愚管抄_悪左府頼長
愚管抄_悪左府頼長
かヽりけるほどに、この頼長の公、日本第一大学生、和漢の才にとみて、はらあしくよろづにきはどき人なりけるが、てヽの殿にさいあいなりけり。一日摂籙内覧をへばやヽとあまりに申されけるを、一日へさせばやとをぼして、子の法性寺殿に、「さもありなんや。後には汝が子孫にこそかへさんずれ」と、たびヽヽねんごろに申されけるを、法性寺殿のともかくもその御返事を申されざりければ、のちにはやすからずをぼして、鳥羽院にこのよしを申て、「かなへかなはずは、つぎのことにて、存候はんやう、かへりごとのきヽたく候。上より仰たびて申状をきかせられ候へ」と申されければ、この由仰られたりける御返事に、存候むねはとて、
「手のきは、頼長が御心ばへはしか※※と候なり。かれ君の御うしろみになり候ては、天下の損じ候ぬべし。このやうを申候はヾ、いよヽヽ腹立し候はヾ不孝にも候べし。ちヽの申候へばとて承諾し候はば世のため不忠になり候ぬべし。仰天して候」
など申されたりけるをつかはされたりければ、「かくも返事はありけるは。などわが云には返事だになき」とて、いよヽヽふかく思つヽ、藤氏長者(は)君のしろしめさぬことなりとて、久安六年九月廿五日に藤氏長者をとり返して、東三条にをはしまして、左府に朱器台盤わたされにけり。さて院をとかくすかしまいらせられけるほどに、みそかに上卿などもよをして、久安七年正月に内覧はならびたる例もあればにて、内覧の宣旨ばかりくだされにけり。あさましきことかなと一天のあやしみになりぬ。

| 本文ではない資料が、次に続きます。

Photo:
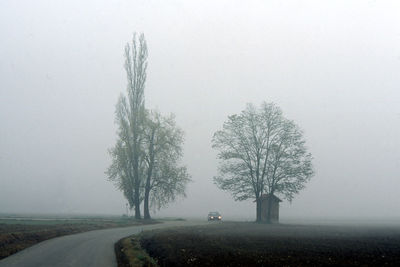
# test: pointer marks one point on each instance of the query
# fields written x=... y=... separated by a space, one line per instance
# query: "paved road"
x=94 y=248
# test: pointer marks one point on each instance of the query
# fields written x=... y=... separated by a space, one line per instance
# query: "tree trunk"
x=258 y=209
x=137 y=193
x=137 y=202
x=146 y=209
x=269 y=208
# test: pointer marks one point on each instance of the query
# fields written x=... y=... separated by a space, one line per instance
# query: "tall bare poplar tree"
x=261 y=152
x=129 y=118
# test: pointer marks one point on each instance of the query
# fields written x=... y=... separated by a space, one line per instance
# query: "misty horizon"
x=331 y=67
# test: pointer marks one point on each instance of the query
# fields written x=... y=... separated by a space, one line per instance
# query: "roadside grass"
x=130 y=254
x=251 y=244
x=19 y=233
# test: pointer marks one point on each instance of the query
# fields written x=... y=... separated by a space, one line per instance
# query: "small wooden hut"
x=265 y=198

さてうえヽヽの御中あしきことは、崇徳院のくらいにをはしましけるに、鳥羽院は長実中納言がむすめをことに最愛にをぼしめして、はじめは三位せさせてをはしましけるを、東宮にたてヽ崇徳のきさきには、法性殿のむすめまいられたる。皇嘉門院なり。その御子のよしにて外祖の儀にてよくヽヽさたしまいらせよとをほせられければ、ことに心にいれて誠の外祖のほしさに、さたしまいらせけるに、「その定にて譲位候べし」と申されければ、崇徳院は「さ候べし」とて、永治元年十二月に御譲位ありける。
保延五年八月に東宮にはたたせ給にけり。その宣命に皇太子とぞあらんずらんとをぼしめしけるを、皇太弟(と)かヽせられけるとき、こはいかにと又崇徳院の御意趣にこもりけり。
さて近衛院くらいにてをはしましけるに、当今をとなしくならせ給て、頼長の公内覧の臣にて左大臣一の上にて、節会の内弁きらヽヽとつとめて、御堂のむかしこのもしくてありける。節会ごとに主上御帳にいでをはします事のなくて、ひきかうぶりてとのごもり+してひとゑに違例になりてけり。院よりいかに申させ給ひけるも、きかせをはしまさず。又関白「はがとがに成候なんず」と、返々申されけるをもきかせ給ぬ事にてありければ、「なをこれは関白がする」とをぼしめして御きそくあしかりけり。されど法性寺殿はすこしもこれを思ひいたるけもなくて、備前国ばかりうちしりて、関白、内覧をばとどむる人もなかりければ、出仕うちしてをはしけり。
其後内裏にて二たびあしくゆきあはれたりければ、左府は昔のごとく家礼してをひたちける兄なればなをいられけり。昔は法性寺殿の子にしてをはしければ、さやうの事思ひいでられける。あはれなりと人いひけり、てヽの殿は「いかに」とありけれど、「礼はとりかへさずと礼記の文なり。
中あしとていかでかいざらん」といわれけるをば時の人のヽしりけり。
かやうにてすぐるほどに、この左府、悪さふといふ名を天下の諸人つけたりければ、そのしるしあけくれのことにてありけるに、法勝寺御幸に実衡中納言が車やぶり、又院第一の寵人家成中納言が家ついぶくしたりければ、院の御心にうとみをぼしめしにけり。あにの殿は、「まことによくいひけるものを」とをぼしめしめがらさてすぎけり。人の物がたりに申しヽは、高松の中納言実衡が車やぶりたることを、父殿「いかにさることは」といはれける次に、「かくあしくとも家成などをばゑせじ物を」と、はらのたたれけるにいはれたりけるをきヽ(は)さみて、親にもかくをもはれたるやすからずとて、無二にあいし寵しける随身公春に心をあはせて、家成がいゑのかどに下人をたてゝまゑをとをられけるに、高あしだはきてありけるをおいいれたる由にて、ついぶくはしたりけるなり。あしく心たてたりといヽながら、身をうしなふほどの悪事かくせられけり。
さるほどに主上近衛院十七にて久寿二年七月にうせ給にけるは、ひとへにこのさふが呪咀なりと人いヽけり。院もをぼしめしたりけり。証拠共もありけるにや。かくうせさせ給ぬれば、「いまはわが身は一人内覧になりなん」とこそはをもはれけんに、例にまかせて大臣内覧辞表をあげたりけるを、かへしもたまはらでのち、次のとし正月に左大臣ばかりはもとのごとしとてありけり。